Central Huijin and its asset management arm may have reduced their holdings by at least half in flagship products such as the 200 billion yuan Huatai-PineBridge CSI 300 ETF. The two entities held 42.6% and 40% respectively as of the end of last year.

See also: China property tipping point will drive up stocks, JPMorgan says

Even smaller funds such as the HuaAn SSE 180 ETF, previously 92% owned by the national team, reported no single shareholder above the 20% threshold, indicating the stakes were cut across the board.

Quarterly ETF filings only require disclosure of investors with holdings of 20% or more — a threshold Central Huijin had consistently met.

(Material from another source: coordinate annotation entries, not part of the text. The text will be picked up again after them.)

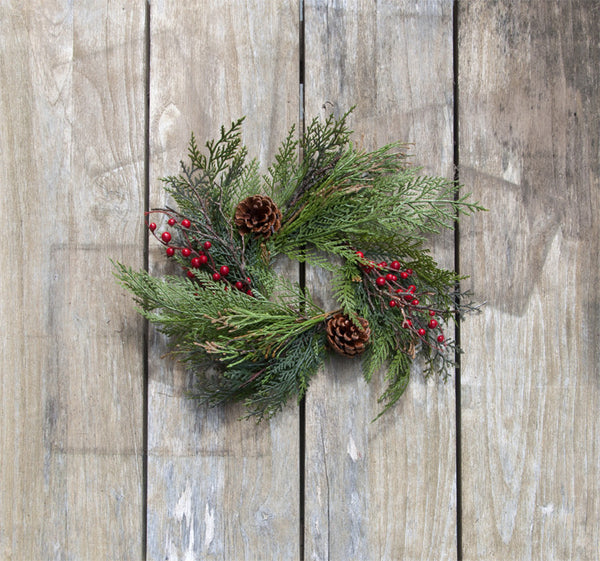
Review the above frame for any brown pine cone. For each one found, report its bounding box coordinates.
[327,312,371,357]
[235,195,281,239]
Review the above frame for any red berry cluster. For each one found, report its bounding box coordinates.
[147,211,253,296]
[356,251,445,343]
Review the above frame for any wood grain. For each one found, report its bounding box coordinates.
[0,1,144,561]
[305,0,457,561]
[459,0,600,560]
[148,0,300,561]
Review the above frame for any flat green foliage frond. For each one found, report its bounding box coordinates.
[115,112,483,420]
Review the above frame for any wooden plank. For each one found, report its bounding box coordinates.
[148,0,299,561]
[0,0,144,560]
[305,0,457,560]
[459,0,600,560]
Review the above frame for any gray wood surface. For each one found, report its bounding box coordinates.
[459,0,600,560]
[0,1,145,561]
[305,1,457,560]
[0,0,600,561]
[148,1,300,561]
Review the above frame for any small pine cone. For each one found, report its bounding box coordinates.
[235,195,281,239]
[327,312,371,357]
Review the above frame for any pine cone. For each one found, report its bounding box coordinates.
[235,195,281,239]
[327,312,371,357]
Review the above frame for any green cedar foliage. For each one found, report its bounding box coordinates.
[116,114,482,420]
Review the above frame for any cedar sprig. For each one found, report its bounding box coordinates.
[116,112,482,420]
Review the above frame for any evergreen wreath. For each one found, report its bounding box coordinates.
[116,112,482,420]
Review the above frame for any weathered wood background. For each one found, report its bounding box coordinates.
[0,0,600,561]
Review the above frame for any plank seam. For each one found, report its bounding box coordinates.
[452,0,463,561]
[142,0,150,559]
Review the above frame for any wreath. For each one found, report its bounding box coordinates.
[115,112,482,420]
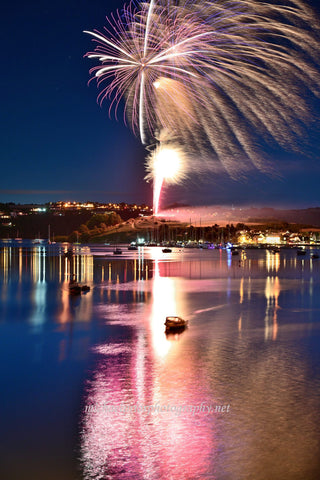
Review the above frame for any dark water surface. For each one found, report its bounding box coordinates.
[0,243,320,480]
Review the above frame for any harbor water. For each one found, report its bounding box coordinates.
[0,241,320,480]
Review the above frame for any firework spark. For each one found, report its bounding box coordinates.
[87,0,319,210]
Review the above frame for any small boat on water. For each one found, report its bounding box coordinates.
[164,316,188,333]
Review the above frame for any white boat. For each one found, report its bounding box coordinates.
[164,316,188,332]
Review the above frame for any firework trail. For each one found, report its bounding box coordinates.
[86,0,319,212]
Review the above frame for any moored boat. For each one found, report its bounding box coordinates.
[164,316,188,332]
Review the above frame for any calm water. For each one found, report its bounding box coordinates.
[0,244,320,480]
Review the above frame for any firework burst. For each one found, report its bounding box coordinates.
[87,0,319,210]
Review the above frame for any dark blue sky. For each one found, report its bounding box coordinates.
[0,0,320,206]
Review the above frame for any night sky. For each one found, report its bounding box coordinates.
[0,0,320,206]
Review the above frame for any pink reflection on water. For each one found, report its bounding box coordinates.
[82,261,216,480]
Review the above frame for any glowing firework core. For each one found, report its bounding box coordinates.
[86,0,320,214]
[153,148,181,180]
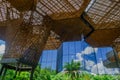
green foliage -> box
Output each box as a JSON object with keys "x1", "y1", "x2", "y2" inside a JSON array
[{"x1": 0, "y1": 62, "x2": 120, "y2": 80}]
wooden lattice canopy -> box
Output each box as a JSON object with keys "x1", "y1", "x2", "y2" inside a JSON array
[{"x1": 0, "y1": 0, "x2": 120, "y2": 79}]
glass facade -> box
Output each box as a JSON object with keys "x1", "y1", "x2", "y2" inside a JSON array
[
  {"x1": 40, "y1": 50, "x2": 57, "y2": 70},
  {"x1": 41, "y1": 41, "x2": 119, "y2": 74}
]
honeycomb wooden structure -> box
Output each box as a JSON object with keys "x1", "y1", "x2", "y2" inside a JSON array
[{"x1": 0, "y1": 0, "x2": 120, "y2": 79}]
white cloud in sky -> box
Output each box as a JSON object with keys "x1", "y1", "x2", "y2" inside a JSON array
[
  {"x1": 0, "y1": 44, "x2": 5, "y2": 54},
  {"x1": 85, "y1": 60, "x2": 95, "y2": 70},
  {"x1": 74, "y1": 53, "x2": 83, "y2": 61},
  {"x1": 91, "y1": 61, "x2": 119, "y2": 74}
]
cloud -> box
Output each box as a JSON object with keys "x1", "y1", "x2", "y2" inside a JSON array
[
  {"x1": 91, "y1": 61, "x2": 119, "y2": 74},
  {"x1": 81, "y1": 46, "x2": 98, "y2": 54},
  {"x1": 74, "y1": 53, "x2": 83, "y2": 61},
  {"x1": 0, "y1": 44, "x2": 5, "y2": 54},
  {"x1": 85, "y1": 60, "x2": 95, "y2": 70}
]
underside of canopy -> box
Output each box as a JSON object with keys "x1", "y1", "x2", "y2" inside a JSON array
[{"x1": 0, "y1": 0, "x2": 120, "y2": 79}]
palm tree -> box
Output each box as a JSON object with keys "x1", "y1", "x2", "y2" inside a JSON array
[{"x1": 64, "y1": 60, "x2": 81, "y2": 80}]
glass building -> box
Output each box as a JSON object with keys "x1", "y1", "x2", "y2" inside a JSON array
[{"x1": 40, "y1": 40, "x2": 119, "y2": 74}]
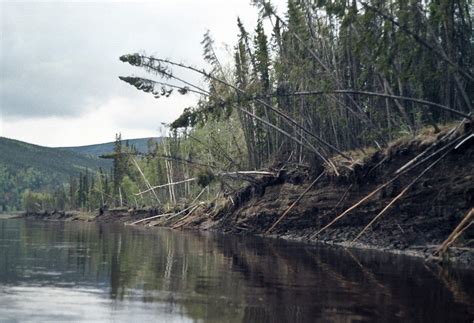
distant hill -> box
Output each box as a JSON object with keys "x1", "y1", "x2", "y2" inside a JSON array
[
  {"x1": 0, "y1": 137, "x2": 112, "y2": 211},
  {"x1": 58, "y1": 137, "x2": 161, "y2": 157}
]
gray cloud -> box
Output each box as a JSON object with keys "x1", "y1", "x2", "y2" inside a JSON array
[{"x1": 0, "y1": 0, "x2": 285, "y2": 144}]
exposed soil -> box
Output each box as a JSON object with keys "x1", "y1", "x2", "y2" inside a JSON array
[
  {"x1": 171, "y1": 123, "x2": 474, "y2": 267},
  {"x1": 23, "y1": 124, "x2": 474, "y2": 268}
]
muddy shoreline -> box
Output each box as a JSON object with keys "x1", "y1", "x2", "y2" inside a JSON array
[{"x1": 16, "y1": 129, "x2": 474, "y2": 268}]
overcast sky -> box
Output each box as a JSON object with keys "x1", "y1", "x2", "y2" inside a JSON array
[{"x1": 0, "y1": 0, "x2": 285, "y2": 147}]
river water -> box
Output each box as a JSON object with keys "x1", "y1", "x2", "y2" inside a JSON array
[{"x1": 0, "y1": 219, "x2": 474, "y2": 323}]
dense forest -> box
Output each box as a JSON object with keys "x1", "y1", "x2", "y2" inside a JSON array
[
  {"x1": 12, "y1": 0, "x2": 474, "y2": 216},
  {"x1": 0, "y1": 137, "x2": 111, "y2": 212}
]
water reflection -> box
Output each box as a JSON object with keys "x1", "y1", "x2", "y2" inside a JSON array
[{"x1": 0, "y1": 220, "x2": 474, "y2": 322}]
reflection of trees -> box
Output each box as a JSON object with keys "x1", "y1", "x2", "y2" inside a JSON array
[{"x1": 0, "y1": 221, "x2": 472, "y2": 322}]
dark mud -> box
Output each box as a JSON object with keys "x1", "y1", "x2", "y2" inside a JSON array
[
  {"x1": 23, "y1": 125, "x2": 474, "y2": 268},
  {"x1": 175, "y1": 128, "x2": 474, "y2": 267}
]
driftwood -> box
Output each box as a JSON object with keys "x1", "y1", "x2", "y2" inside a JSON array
[
  {"x1": 132, "y1": 157, "x2": 161, "y2": 203},
  {"x1": 314, "y1": 129, "x2": 464, "y2": 236},
  {"x1": 435, "y1": 208, "x2": 474, "y2": 257},
  {"x1": 351, "y1": 150, "x2": 451, "y2": 244},
  {"x1": 129, "y1": 213, "x2": 173, "y2": 225},
  {"x1": 134, "y1": 171, "x2": 277, "y2": 195},
  {"x1": 265, "y1": 171, "x2": 325, "y2": 234}
]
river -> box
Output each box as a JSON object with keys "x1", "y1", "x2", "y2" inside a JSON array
[{"x1": 0, "y1": 219, "x2": 474, "y2": 322}]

While ownership levels can fluctuate as others trade, the sharp decline in total ETF units outstanding during the period suggests the market’s dominant buyer until recently played a decisive role in the outflows.

Some of the sales might have locked in gains of around 50%, based on the rise of the CSI 300 Index from early 2024 lows — when the national team began aggressively buying ETFs to stem a market meltdown — through January this year, when the selling likely took place. The exact returns would depend on the specific ETFs and the timing of those purchases.

See also: JPMorgan aims for China approval of active ETF launch this year

The scale of the stake reductions may become clearer with first-half filings due in the third quarter, when the identities and holdings of the top 10 investors are revealed.

Morgan Stanley estimates the national team sold about US$80 billion of positions in January and February. Analysts including Laura Wang expect the money to be used for investing in longer-term, more “strategic and thematic” ETFs.